PySpark XGBoost integration #8020

WeichenXu123 · 2022-06-21T14:39:15Z

Signed-off-by: Weichen Xu weichen.xu@databricks.com

PySpark XGBoost integration.

class SparkXGBRegressor(_SparkXGBEstimator):
    """
    SparkXGBRegressor is a PySpark ML estimator. It implements the XGBoost regression
    algorithm based on XGBoost python library, and it can be used in PySpark Pipeline
    and PySpark ML meta algorithms like CrossValidator/TrainValidationSplit/OneVsRest.

    SparkXGBRegressor automatically supports most of the parameters in
    `xgboost.XGBRegressor` constructor and most of the parameters used in
    `xgboost.XGBRegressor` fit and predict method (see `API docs <https://xgboost.readthedocs\
    .io/en/latest/python/python_api.html#xgboost.XGBRegressor>`_ for details).

    SparkXGBRegressor doesn't support setting `gpu_id` but support another param `use_gpu`,
    see doc below for more details.

    SparkXGBRegressor doesn't support setting `base_margin` explicitly as well, but support
    another param called `base_margin_col`. see doc below for more details.

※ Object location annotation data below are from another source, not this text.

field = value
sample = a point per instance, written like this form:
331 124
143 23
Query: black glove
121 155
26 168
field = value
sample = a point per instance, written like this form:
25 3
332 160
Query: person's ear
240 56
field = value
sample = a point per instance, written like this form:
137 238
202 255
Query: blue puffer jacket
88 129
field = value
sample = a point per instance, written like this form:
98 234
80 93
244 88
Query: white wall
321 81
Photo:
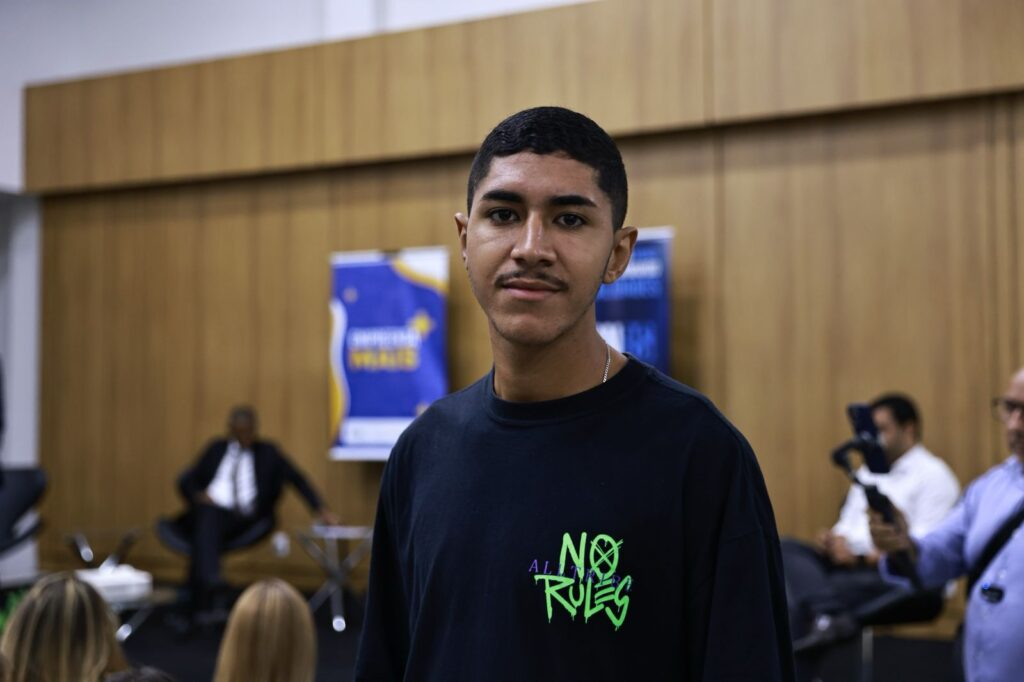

    SparkXGBRegressor doesn't support following params:
      `gpu_id`, `enable_categorical`, `use_label_encoder`, `n_jobs`, `nthread`,
      `validate_features`, `output_margin`, `base_margin` param.

    callbacks:
        The export and import of the callback functions are at best effort.
        For details, see :py:attr:`xgboost.spark.SparkXGBRegressor.callbacks` param doc.
    missing:
        The parameter `missing` in SparkXGBRegressor has different semantics with
        that in `xgboost.XGBRegressor`. For details, see
        :py:attr:`xgboost.spark.SparkXGBRegressor.missing` param doc.
    validationIndicatorCol
        For params related to `xgboost.XGBRegressor` training
        with evaluation dataset's supervision, set
        :py:attr:`xgboost.spark.SparkXGBRegressor.validationIndicatorCol`
        parameter instead of setting the `eval_set` parameter in `xgboost.XGBRegressor`
        fit method.
    weightCol:
        To specify the weight of the training and validation dataset, set
        :py:attr:`xgboost.spark.SparkXGBRegressor.weightCol` parameter instead of setting
        `sample_weight` and `sample_weight_eval_set` parameter in `xgboost.XGBRegressor`
        fit method.
    xgb_model:
        Set the value to be the instance returned by
        :func:`xgboost.spark.SparkXGBRegressorModel.get_booster`.
    num_workers:
        Integer that specifies the number of XGBoost workers to use.
        Each XGBoost worker corresponds to one spark task.
    use_gpu:
        Boolean that specifies whether the executors are running on GPU
        instances.
    base_margin_col:
        To specify the base margins of the training and validation
        dataset, set :py:attr:`xgboost.spark.SparkXGBRegressor.base_margin_col` parameter
        instead of setting `base_margin` and `base_margin_eval_set` in the
        `xgboost.XGBRegressor` fit method. Note: this isn't available for distributed
        training.

    >>> from xgboost.spark import SparkXGBRegressor
    >>> from pyspark.ml.linalg import Vectors
    >>> df_train = spark.createDataFrame([
    ...     (Vectors.dense(1.0, 2.0, 3.0), 0, False, 1.0),
    ...     (Vectors.sparse(3, {1: 1.0, 2: 5.5}), 1, False, 2.0),
    ...     (Vectors.dense(4.0, 5.0, 6.0), 2, True, 1.0),
    ...     (Vectors.sparse(3, {1: 6.0, 2: 7.5}), 3, True, 2.0),
    ... ], ["features", "label", "isVal", "weight"])
    >>> df_test = spark.createDataFrame([
    ...     (Vectors.dense(1.0, 2.0, 3.0), ),
    ...     (Vectors.sparse(3, {1: 1.0, 2: 5.5}), )
    ... ], ["features"])
    >>> xgb_regressor = SparkXGBRegressor(max_depth=5, missing=0.0,
    ... validation_indicator_col='isVal', weight_col='weight',
    ... early_stopping_rounds=1, eval_metric='rmse')
    >>> xgb_reg_model = xgb_regressor.fit(df_train)
    >>> xgb_reg_model.transform(df_test)

class SparkXGBClassifier(_SparkXGBEstimator, HasProbabilityCol, HasRawPredictionCol):
    """
    SparkXGBClassifier is a PySpark ML estimator. It implements the XGBoost classification
    algorithm based on XGBoost python library, and it can be used in PySpark Pipeline
    and PySpark ML meta algorithms like CrossValidator/TrainValidationSplit/OneVsRest.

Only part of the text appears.